Experiments at Stanford's Hopkins Marine Station, have provided direct evidence of how phenanthrene impacts the heart, showing how it causes both irregular heartbeat (arrhythmia) and weaker contractions of heart cells in all three species tested: bluefin and yellowfin tunas and mackerel. At the cellular level, these athletic fish with remarkable aerobic poise are similar to higher vertebrates, which include mammals and birds. This suggests that the cardio-toxicants may also act upon the hearts of higher vertebrates, as all of these animals have similar methods of regulating the activation of heart cells.

"The mechanism which alters cardiac function in fish and the protein that phenanthrene targets - the ion channel responsible for potassium movement from the cell - is also present in humans," Fabien Brette, a research associate at Stanford University at the time of the study and co-lead author of the current paper, was quoted as saying in a news release from Stanford. "What we measured on fish cardiac cells can occur on human cardiac cells and this could mean risk of sudden death."

Also found in land-based stormwater runoff, contaminated soil from defunct industrial sites and air pollution, PAHs have been investigated as cancer-causing chemicals for nearly a hundred years. The environmental health risks of phenanthrene, in particular, have received secondary consideration to other PAHs more strongly implicated in the development of cancer. Urban air pollution, laden with PAHs, has been implicated in cardiac distress.

The current study points the finger at phenanthrene, which could enter the bloodstream through respiratory pathways such as breathing.

Each beat of a heart is dependent upon the exquisite timing of ion channels opening and closing to pace the cardiac rhythmicity. Once individual heart cells were isolated from tunas, the researchers used confocal microscopy and patch clamping, a technique enabling electrical recordings of the cardiac ion currents, to test how the different PAHs affected the strength and the rhythm of the cells' contractions.

They showed that phenanthrene disrupts cardiac excitation-coupling, the process linking excitability to muscle contraction, at three key levels. After exposure to phenanthrene, calcium ion movement into and out of the heart cells was disrupted and reduced. This exposure also led to irregularities in two major ionic currents, including a significant disruption of the outward flow of potassium ions. And the adverse changes in heat muscle cell function manifested within seconds, indicating that exposure to phenanthrene causes disruption immediately and is more than a chronic issue.

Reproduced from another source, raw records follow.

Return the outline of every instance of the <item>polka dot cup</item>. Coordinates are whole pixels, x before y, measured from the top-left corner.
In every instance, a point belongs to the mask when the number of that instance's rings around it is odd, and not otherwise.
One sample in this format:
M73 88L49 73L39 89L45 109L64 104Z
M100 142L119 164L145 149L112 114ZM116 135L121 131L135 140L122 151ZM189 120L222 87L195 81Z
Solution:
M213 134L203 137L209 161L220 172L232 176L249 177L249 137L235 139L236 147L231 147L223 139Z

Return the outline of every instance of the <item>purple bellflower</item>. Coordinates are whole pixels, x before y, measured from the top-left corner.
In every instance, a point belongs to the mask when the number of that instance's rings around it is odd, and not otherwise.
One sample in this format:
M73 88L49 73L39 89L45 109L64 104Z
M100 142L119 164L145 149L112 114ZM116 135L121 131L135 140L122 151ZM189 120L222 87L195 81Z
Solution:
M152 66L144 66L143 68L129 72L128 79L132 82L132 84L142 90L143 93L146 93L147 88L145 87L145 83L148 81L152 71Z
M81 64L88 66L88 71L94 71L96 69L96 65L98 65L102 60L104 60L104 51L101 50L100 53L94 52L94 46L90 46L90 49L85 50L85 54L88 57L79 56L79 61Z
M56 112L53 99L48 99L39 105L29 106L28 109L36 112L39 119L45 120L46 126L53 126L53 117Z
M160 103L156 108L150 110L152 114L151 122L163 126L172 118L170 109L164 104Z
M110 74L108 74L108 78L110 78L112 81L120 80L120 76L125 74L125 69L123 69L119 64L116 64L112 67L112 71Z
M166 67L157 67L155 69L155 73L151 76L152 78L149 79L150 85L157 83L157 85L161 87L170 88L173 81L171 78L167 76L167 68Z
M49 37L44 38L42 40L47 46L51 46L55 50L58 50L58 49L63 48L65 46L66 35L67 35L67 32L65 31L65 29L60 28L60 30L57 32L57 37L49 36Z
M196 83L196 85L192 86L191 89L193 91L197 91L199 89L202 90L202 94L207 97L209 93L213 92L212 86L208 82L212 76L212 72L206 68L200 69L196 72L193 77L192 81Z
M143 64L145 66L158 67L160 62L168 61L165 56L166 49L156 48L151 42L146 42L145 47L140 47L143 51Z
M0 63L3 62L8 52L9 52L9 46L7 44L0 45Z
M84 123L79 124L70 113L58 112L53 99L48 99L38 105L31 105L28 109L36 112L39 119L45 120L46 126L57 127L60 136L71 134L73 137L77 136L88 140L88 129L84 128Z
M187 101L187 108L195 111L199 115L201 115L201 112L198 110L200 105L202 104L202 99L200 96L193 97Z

"In the short term, cardiac dysfunction in these fish can affect really metabolically demanding activities like swimming or reproduction or foraging. In the long term, if you have heart function compromised, it could be fatal," said Holly Shiels, associate professor of life sciences at the University of Manchester in England and co-lead author on the study.

In Addition, the researchers suggest that atmospheric phenanthrene deserves more attention for the possible impact it could have on the cardiovascular health of people. "This paper shows that phenanthrene has the properties of many drugs that cause abnormal heart rhythms as serious and potentially life-threatening side effects," said John Incardona, a developmental biologist with the U.S. National Oceanic and Atmospheric Administration (NOAA) Fisheries Ecotoxicology Program in Seattle, Washington state.